Лека сунул руку в печной глаз и вытащил дедов корабль, который тот называл по-своему: «корапь», – большую эмалированную кружку. Лека любить пить козье молоко из этой кружки. Сначала, когда она полная, ничего в ней не видно. А когда допьешь до половины, из молочного моря поднимается чудной остров – эмаль обилась и на стенке черный остров. Лека один раз крутился в школьном коридоре у карты, на которой были нарисованы два больших разноцветных круга, и увидел в синем море такой же, как в кружке, остров, только побольше. Он прочитал название, еле разобрал, потому что буквы были очень мелкие да еще и остров был на карте нарисован высоко, выше Лекиной головы. Назывался остров странно и непонятно – Мадагаскар. Никогда раньше Лека не слыхал такого удивительного, буйного слова. И поэтому сразу запомнил его, а свой остров из кружки тоже прозвал Мадагаскаром.
Только молока он давно не пил. Летом козлуха, у которой было кошачье имя Мурка, заболела, вымя у нее раздулось, а молоко пошло с кровью.
Дед Антон повздыхал, покрутил Мурке рога и крепко привязал ее к столбику в ограде. Потом он ушел в сенцы и долго бренчал там в старом ларе, от которого еще пахло мучицей и салом и где теперь лежал дедов инструмент – молоток, ржавые погнутые гвозди, которые он при надобности выпрямлял, стамеска и рубанок. Старик долго скрипел там чем-то железным, а Мурка стояла у столба, стояла спокойно, только блеяла коротко и беспокойно, будто чувствовала что-то. Пока дед скрипел у своего ларя, Лека гладил Мурку по голове, и она смотрела на него черными глубокими глазами, смотрела жалостливо, будто плакала. Мурка была последней большой животиной в дедовом хозяйстве: остались только куры да одинокий ощипанный гусь, от которого все равно не было никакого проку, потому что он был последним гусем не только у деда, но и во всей деревне.

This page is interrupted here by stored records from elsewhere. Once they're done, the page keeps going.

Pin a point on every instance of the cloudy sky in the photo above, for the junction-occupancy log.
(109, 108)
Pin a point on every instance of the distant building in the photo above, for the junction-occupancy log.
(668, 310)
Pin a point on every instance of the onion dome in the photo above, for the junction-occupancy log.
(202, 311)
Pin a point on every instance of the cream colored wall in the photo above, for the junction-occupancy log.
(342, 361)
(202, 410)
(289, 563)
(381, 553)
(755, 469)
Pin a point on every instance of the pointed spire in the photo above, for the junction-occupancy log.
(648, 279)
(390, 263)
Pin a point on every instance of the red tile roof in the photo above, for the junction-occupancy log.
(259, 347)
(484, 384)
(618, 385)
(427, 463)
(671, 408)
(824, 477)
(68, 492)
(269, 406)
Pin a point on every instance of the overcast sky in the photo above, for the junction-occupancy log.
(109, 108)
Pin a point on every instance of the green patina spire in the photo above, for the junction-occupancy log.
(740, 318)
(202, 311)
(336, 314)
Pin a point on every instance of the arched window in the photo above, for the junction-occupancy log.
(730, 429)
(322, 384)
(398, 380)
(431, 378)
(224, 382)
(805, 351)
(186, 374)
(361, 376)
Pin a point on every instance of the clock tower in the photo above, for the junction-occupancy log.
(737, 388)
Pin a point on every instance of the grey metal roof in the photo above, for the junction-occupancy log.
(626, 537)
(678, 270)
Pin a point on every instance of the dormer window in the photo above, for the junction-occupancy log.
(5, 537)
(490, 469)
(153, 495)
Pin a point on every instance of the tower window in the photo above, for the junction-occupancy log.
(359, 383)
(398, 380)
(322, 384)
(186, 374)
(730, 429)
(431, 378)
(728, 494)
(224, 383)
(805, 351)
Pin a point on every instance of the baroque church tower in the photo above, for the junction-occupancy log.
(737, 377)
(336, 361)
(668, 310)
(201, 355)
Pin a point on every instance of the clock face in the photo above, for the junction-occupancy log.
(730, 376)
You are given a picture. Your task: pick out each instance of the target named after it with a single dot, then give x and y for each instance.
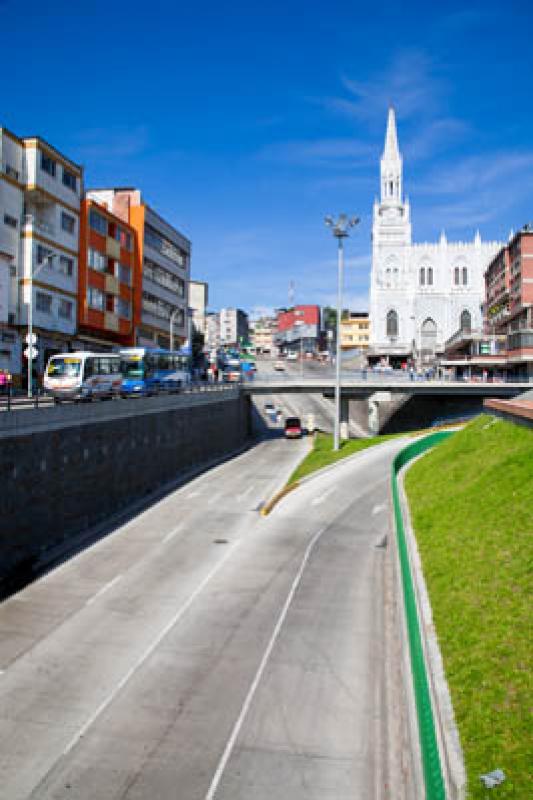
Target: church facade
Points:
(420, 294)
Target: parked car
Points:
(231, 375)
(293, 428)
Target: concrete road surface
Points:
(202, 651)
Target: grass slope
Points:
(471, 501)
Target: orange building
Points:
(109, 278)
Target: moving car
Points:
(293, 428)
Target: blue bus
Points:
(147, 371)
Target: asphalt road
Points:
(203, 651)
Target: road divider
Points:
(269, 505)
(431, 756)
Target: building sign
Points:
(4, 291)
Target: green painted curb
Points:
(432, 768)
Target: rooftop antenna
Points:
(291, 294)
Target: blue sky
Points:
(244, 126)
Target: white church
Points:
(420, 294)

Дед вышел из сеней с ножом, и Лека понял, что коза Мурка сейчас умрет. Он оторопел от этой мысли и даже не отошел в сторону, даже не отвернулся. Дед Антон погладил козлуху и сразу же размахнулся, и нож вошел в Мурку по самую рукоятку. Коза молча завалилась на бок, и черные ее глаза потухли, покрылись белой пленкой.
Лека смотрел на свою руку, по которой ползла капля козлиной крови, и молчал. Только сердце билось неровно, как тогда, когда они с матерью возвращались в вагон и она не давала ему смотреть по сторонам и прижимала его лицо к своей грязной телогрейке.
На крыльцо вышла мать и, увидев медный таз, куда стекала козлиная кровь, сказала деду:
– Зачем же вы, Антон Макарович, при Леке?
Дед стоял, сгорбившись, смотрел, как тонкой струйкой стекает кровь в медный таз, ответил хрипловато:
– А нешто он крови не видел?
В щель над оградой ломилось солнце, лучи его падали в медный таз и высвечивали яркие кровяные омуты.
Потом Лека вместе со всеми молча жевал твердое Муркино мясо, а рога ее спрятал в углу, на сеновале. Сначала он хотел похоронить рога, потому что они только и остались от козлухи, но потом решил спрятать их, чтобы получше вспоминать Мурку.
Молока он с тех пор не пил. И пятнышко на кружке не казалось уж теперь таинственным островом Мадагаскар в белом, густом море…
– Ну-кась, – сказал дед Антон, – тащи мои зубы.
Лека опять полез в печное окно и, стряхнув тараканов, протянул деду вставные зубы. Старик обтер их рукавом рубахи и вставил в рот, щелкнув, будто щеколдой, при этом. Он хлебал пустой чай, без сахара, сахар давно уже кончился, а последние дедовы сапоги, которые ушли за малый мешочек кускового сахара, донашивал где-то новый хозяин. Но даже когда дед хлебал пустой чай, зубы свои вставлял все равно. Такой уж он был человек.
Обычно дед Антон нагревал свой любимый чайник до невозможности и чаевничал громко, дул в кружку, с шумом втягивал воду, как он говорил – шлыцкал. Сегодня он пил чай тихо и был какой-то смирный, будто в чем провинился.